“We need in every community,” Rustin says, “a group of angelic troublemakers. Our power is in our ability to make things unworkable. The only weapon we have is our bodies, and we need to tuck them in places so wheels don’t turn.”
Like his mentor A.J. Muste, Rustin believed that changing society to benefit the vulnerable, oppressed, and disadvantaged required both affirmative policy and creative, nonviolent disruption.
Rustin made specific legislative demands and encouraged in-system lobbying and electoral pressure. At the same time, he literally sat in at seated demonstrations, walked the streets in protests, and organized hundreds of thousands of people in the 1963 March on Washington for Jobs and Freedom. He used his body and mind to construct the world he envisioned and also to disrupt and obstruct a system that he believed no longer worked and therefore should no longer function.
I’d classify this leadership approach as chaotic good. Chaotic good is one of nine modes of relating to good, evil, and law originally part of the Generation X game Dungeons and Dragons. (While I’ve never played the game, I learned about the alignment schema through memes about comic, Star Trek, and other film characters.)
A chaotic good character is committed to protecting people and limiting suffering, and is likely to honor laws when they serve that larger principle and overrule laws when they don’t. This is in the same tradition as that great maxim, “The Sabbath was made for man, not man for the Sabbath.”
Change-makers working through the highly structured non-profit sector and grassroots organizers with their own rules for disciplined action don’t always respond well to creative chaos. It’s unsettling. It’s unpredictable. And most of all, it rarely yields to external controls or attempts to systematize.
These are the very traits that make it worthy of respect and conscious use. Chaotic good helps us to break up any order that’s no longer beneficial, and it motivates us to generate new operating principles that are.

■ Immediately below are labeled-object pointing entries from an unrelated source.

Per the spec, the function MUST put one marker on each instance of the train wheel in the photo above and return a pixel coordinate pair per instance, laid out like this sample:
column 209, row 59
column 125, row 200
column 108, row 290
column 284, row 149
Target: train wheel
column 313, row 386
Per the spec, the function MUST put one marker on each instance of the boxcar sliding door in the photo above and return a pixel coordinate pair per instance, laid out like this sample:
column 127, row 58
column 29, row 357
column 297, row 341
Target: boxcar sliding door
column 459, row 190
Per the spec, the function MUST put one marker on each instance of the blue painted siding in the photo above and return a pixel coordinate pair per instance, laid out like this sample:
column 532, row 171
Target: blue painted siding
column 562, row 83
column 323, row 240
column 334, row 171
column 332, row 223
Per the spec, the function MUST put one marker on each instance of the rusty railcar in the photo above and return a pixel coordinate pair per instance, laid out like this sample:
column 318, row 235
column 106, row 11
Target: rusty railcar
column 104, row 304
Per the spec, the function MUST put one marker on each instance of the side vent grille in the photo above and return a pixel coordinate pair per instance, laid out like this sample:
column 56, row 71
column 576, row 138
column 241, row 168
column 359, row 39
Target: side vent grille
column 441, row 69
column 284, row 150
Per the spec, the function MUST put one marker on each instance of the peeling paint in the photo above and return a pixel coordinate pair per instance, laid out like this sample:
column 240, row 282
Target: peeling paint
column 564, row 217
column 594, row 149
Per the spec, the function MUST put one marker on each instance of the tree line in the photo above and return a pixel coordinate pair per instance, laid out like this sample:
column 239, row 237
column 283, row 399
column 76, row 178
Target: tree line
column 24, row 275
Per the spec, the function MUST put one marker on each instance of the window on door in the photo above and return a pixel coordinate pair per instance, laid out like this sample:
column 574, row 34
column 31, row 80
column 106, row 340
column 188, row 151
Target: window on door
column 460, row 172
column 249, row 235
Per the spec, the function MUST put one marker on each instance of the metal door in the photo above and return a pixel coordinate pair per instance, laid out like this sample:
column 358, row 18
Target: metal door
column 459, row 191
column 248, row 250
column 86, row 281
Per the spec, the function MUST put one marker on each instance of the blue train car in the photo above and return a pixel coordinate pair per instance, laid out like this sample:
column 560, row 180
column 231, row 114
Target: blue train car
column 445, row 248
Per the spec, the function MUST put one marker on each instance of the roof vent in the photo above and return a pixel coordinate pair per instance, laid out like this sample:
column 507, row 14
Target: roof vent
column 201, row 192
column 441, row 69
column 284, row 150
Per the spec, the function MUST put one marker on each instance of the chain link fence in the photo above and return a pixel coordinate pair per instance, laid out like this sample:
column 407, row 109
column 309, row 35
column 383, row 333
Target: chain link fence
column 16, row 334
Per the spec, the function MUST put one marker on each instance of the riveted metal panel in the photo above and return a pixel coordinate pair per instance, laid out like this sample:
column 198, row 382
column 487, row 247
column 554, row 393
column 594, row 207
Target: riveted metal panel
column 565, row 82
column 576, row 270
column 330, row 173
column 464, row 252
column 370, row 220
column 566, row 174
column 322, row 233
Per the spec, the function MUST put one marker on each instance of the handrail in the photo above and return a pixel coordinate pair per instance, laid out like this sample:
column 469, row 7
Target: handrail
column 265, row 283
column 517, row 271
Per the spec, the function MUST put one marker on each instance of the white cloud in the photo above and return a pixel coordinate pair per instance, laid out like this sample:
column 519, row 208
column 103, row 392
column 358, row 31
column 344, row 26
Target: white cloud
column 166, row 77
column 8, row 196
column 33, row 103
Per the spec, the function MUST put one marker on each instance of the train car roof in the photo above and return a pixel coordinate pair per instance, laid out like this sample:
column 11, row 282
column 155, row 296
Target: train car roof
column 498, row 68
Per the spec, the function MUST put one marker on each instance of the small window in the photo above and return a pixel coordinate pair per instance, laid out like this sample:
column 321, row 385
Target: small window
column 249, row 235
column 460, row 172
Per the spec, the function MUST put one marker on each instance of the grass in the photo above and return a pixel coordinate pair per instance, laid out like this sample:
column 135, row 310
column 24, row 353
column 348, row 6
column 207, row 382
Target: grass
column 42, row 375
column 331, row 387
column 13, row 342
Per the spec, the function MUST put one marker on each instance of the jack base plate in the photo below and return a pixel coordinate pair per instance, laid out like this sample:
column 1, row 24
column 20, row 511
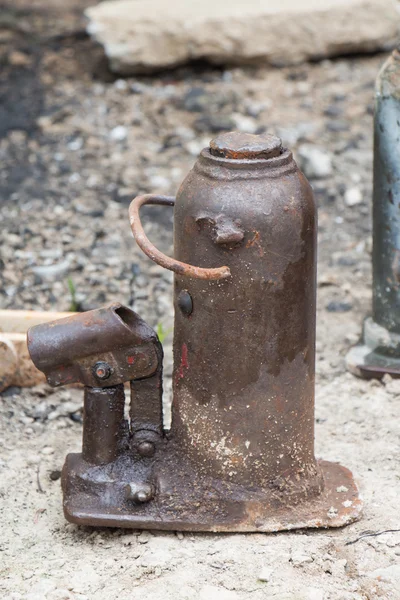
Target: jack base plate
column 368, row 364
column 96, row 496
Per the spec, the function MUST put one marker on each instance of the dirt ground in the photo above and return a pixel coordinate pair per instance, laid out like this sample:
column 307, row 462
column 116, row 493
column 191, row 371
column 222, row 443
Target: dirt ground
column 76, row 145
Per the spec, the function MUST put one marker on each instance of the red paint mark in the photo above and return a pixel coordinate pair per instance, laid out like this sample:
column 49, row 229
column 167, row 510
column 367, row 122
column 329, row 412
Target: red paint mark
column 180, row 374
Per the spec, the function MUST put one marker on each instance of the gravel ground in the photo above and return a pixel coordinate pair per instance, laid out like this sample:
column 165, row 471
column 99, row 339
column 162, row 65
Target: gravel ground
column 76, row 145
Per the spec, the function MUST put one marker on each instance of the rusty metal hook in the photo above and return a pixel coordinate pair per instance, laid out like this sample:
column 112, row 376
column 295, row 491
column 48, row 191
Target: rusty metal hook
column 158, row 257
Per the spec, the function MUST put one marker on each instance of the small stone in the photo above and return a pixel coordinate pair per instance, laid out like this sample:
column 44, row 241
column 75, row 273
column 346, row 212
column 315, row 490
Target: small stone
column 353, row 196
column 337, row 306
column 55, row 475
column 213, row 592
column 19, row 59
column 244, row 124
column 119, row 133
column 51, row 272
column 196, row 100
column 214, row 123
column 144, row 537
column 390, row 575
column 314, row 161
column 265, row 574
column 299, row 559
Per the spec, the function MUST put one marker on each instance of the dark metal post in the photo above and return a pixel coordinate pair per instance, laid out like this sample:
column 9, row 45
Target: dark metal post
column 379, row 352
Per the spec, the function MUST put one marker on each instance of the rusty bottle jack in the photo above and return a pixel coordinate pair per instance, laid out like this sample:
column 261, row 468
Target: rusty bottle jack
column 379, row 351
column 240, row 452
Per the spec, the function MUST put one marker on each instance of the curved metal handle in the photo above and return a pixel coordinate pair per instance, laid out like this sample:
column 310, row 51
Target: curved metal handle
column 158, row 257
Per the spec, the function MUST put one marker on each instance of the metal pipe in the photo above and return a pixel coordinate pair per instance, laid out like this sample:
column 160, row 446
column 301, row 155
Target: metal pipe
column 379, row 351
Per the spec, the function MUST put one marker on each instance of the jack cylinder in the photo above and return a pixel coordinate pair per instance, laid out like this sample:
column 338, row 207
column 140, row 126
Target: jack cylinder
column 243, row 405
column 103, row 420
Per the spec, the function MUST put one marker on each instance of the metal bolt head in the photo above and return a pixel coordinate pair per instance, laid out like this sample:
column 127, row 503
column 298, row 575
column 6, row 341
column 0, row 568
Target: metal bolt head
column 102, row 370
column 139, row 492
column 146, row 449
column 185, row 303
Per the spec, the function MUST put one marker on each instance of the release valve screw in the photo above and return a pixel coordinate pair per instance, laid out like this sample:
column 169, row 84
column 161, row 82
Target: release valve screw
column 139, row 492
column 102, row 370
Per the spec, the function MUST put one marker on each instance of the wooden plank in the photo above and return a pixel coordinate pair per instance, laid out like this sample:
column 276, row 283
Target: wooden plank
column 16, row 367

That’s why, working with the mode of chaotic good, we have to keep the good in focus. The good is our priority. Our priority is not merely destabilizing the calcified structures interposed between us and our good, even when we understand that destabilization is necessary for what is good, true, and sustainable to grow.
As Miki Kashtan puts it:
At all times, we can move towards what we want by initiating and sustaining actions and projects grounded in our deepest vision… Knowing what we are working towards allows us to bring all the love we have to our actions and [to] act with care for others’ well-being.”